Despite that scenario, funds for a widening project have been difficult to come by. The state Department of Transportation has not included it in its program, meaning 78 would not be eligible for funds for five years unless the federal demonstration project is approved. And a past bid by Packard to win federal money was killed by President Reagan.
This time around, the congressman embraced a different strategy, winning local support for the funding scheme before making his pitch in Washington. Last year, he sought and received the endorsements of the five cities along the route (Oceanside, Carlsbad, Vista, San Marcos and Escondido) and the county Board of Supervisors.

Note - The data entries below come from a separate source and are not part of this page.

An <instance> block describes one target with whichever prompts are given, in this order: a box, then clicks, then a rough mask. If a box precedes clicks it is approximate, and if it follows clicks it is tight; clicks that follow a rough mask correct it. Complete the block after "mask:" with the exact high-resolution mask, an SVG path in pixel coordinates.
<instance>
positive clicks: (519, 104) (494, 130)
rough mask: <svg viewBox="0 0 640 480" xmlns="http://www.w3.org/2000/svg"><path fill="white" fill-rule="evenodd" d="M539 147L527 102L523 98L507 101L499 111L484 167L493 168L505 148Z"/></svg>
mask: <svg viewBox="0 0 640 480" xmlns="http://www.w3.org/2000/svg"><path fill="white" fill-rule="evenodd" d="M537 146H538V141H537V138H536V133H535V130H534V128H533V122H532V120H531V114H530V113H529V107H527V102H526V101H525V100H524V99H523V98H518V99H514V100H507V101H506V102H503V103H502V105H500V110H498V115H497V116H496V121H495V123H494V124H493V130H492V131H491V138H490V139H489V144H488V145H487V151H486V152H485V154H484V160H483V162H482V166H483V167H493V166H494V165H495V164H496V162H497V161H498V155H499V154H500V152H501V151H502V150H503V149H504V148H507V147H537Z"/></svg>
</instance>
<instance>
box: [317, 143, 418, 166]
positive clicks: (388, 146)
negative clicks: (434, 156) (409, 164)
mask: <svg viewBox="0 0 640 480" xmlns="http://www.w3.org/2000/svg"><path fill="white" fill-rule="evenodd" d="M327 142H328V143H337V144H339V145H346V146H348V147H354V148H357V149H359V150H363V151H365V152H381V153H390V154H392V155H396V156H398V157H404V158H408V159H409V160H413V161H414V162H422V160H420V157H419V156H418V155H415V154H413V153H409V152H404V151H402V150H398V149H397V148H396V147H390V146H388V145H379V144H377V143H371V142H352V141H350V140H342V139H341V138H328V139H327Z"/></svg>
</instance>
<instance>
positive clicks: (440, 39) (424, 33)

While the local governments agreed to support Packard's approach in concept, there were no commitments on the specific amount each would contribute.
"We've still got a lot of haggling to do on that one," McClellan said. "But I'm sure we'll come up with enough money somehow. This is too important an opportunity to waste."
Under a tentative breakdown of funding responsibilities proposed by Sandag, the $12 million in federal funds would be matched by a $7.5-million state grant; $1.9 million from Oceanside; $1.6 million from Escondido; $1.125 million each from the county and Vista, and $825,000 each from Carlsbad and San Marcos.
Wednesday's action came in the surface transportation subcommittee of the House Public Works and Transportation Committee. The legislation now proceeds to the full House for a vote.
Gary Maloney, an aide to Packard, said the bill would make the federal funds available by October, 1987.